Concurrent nucleation of 16S folding and induced fit in 30S ribosome assembly

Abstract

Rapidly growing cells produce thousands of new ribosomes each minute, in a tightly regulated process that is essential to cell growth. How the Escherichia coli 16S ribosomal RNA and the 20 proteins that make up the 30S ribosomal subunit can assemble correctly in a few minutes remains a challenging problem, partly because of the lack of real-time data on the earliest stages of assembly. By providing snapshots of individual RNA and protein interactions as they emerge in real time, here we show that 30S assembly nucleates concurrently from different points along the rRNA. Time-resolved hydroxyl radical footprinting was used to map changes in the structure of the rRNA within 20 milliseconds after the addition of total 30S proteins. Helical junctions in each domain fold within 100 ms. In contrast, interactions surrounding the decoding site and between the 5', the central and the 3' domains require 2-200 seconds to form. Unexpectedly, nucleotides contacted by the same protein are protected at different rates, indicating that initial RNA-protein encounter complexes refold during assembly. Although early steps in assembly are linked to intrinsically stable rRNA structure, later steps correspond to regions of induced fit between the proteins and the rRNA.

Figure 1. Time-resolved X-ray footprinting of 30S ribosome assembly

a, Native 16S rRNA and total protein from 30S subunits (TP30) were mixed in 5–10 ms and irradiated with a synchrotron X-ray beam, to cleave the RNA at exposed riboses. b, 16S fragments were analyzed by primer extension. Cleavage pattern 0.02 to 180 s post-TP30. RNA, pre-folded 16S rRNA; 30S, triplicate controls on native 30S subunits; UCAG, dideoxy sequence ladders; –, untreated RNA. Primer anneals after nt 1257. c, Relative saturation (Y) of each protection vs. assembly time, fit to single or double exponential rate equations (Supplemental Methods). (●), nt 398; (▲), nt 263; (■), nt 617–618; (○,+), average of 30S controls. Additional data are in Figure S3 and Table S1.

Figure 2. Simultaneous folding of 16S domains

a, Protected nucleotides (740 positions) were clustered according to the rate (time) constant for backbone protection and colored as indicated in the key. Where the amplitude of the initial burst phase is ≤ 60%, the slower rate constant is used. Grey (120 positions), rate constant undetermined due to a pause in reverse transcription or weak protection. Natural adenine methylation hampered quantitative analysis of residues in the decoding site. Circles, RNA-RNA contact; square, RNA-protein contact; solid symbols, buried C4′ in crystal structures, open circles, predicted C4′ ASA > 4 Ų. b, 3D ribbon of E. coli 16S rRNA (2awy) colored as in a, viewed from the 50S interface. See Figure S4 for additional views of each domain.

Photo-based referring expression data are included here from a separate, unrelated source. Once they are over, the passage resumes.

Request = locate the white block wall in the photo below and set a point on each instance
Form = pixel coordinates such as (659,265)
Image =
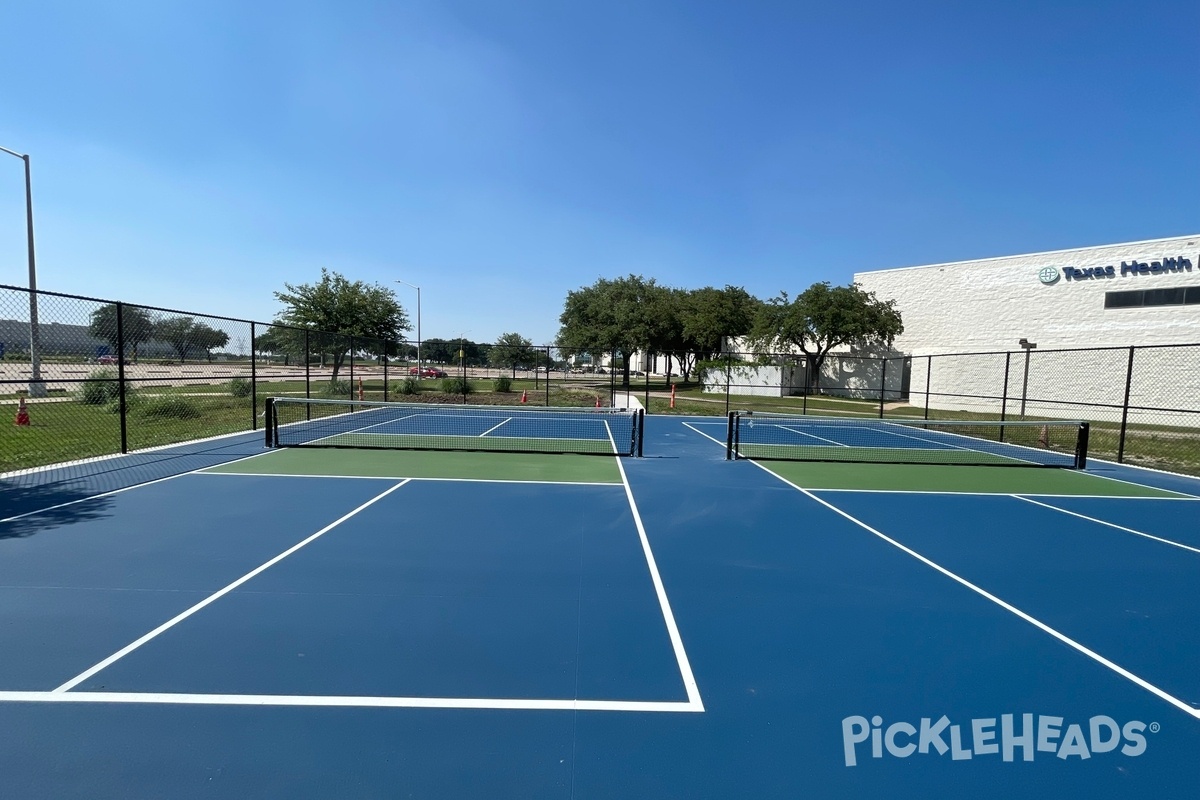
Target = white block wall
(989,305)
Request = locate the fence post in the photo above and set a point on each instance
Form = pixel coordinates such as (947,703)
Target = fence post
(253,382)
(883,383)
(120,377)
(1125,409)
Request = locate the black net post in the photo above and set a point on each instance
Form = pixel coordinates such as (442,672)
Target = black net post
(729,377)
(307,367)
(883,383)
(253,380)
(929,377)
(1081,444)
(729,434)
(1003,396)
(120,378)
(1125,408)
(268,413)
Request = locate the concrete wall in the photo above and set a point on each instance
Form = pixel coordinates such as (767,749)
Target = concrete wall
(972,307)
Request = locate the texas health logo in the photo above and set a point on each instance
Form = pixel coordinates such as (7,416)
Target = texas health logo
(1031,734)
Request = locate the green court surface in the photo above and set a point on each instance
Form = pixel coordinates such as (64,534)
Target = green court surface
(471,441)
(976,480)
(407,463)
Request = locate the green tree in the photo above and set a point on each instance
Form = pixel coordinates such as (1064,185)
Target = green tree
(712,316)
(184,335)
(136,328)
(621,317)
(825,317)
(511,350)
(341,310)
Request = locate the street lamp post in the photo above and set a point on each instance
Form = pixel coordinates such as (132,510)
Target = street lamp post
(36,388)
(1025,382)
(418,324)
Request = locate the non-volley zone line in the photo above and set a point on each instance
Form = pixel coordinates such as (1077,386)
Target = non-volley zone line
(351,701)
(1002,603)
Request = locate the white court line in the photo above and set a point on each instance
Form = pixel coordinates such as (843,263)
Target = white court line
(409,477)
(1181,498)
(1110,524)
(805,433)
(1013,609)
(133,645)
(492,428)
(351,701)
(198,470)
(689,679)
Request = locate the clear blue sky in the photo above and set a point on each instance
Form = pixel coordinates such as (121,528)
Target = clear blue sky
(499,154)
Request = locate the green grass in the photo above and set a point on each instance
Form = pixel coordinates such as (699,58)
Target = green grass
(70,429)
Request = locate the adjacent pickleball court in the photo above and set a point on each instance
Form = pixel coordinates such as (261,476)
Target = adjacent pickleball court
(339,621)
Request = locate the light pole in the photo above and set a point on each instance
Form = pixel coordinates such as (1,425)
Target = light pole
(418,323)
(36,388)
(1025,382)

Figure 3. Stepwise assembly of RNA and protein interactions

a, Protein S20 (yellow ribbon) contacts the 30S body (5′ domain; grey) earlier than helix 44 in the 3′ minor domain (pink). 16S nts colored as in Figure 2. b, Proteins S7 (yellow) and S9 (green) protect a segment of their binding site immediately (red), while nucleotides at the interface between the subdomains are protected slowly (blue).

Figure 4. Ribosomal proteins interact with the rRNA in stages

a, b, Kinetics of direct rRNA backbone protection by protein S4 (magenta) and S7 (yellow), colored as in Figure 2. Schematic symbols also as in Figure 2. c, d, Progress curves for protection of individual residues in contact with S4 and S7; for clarity only fitted curves are shown (see data in Figure S5). See Supplemental Methods for definition of RNA-protein contacts.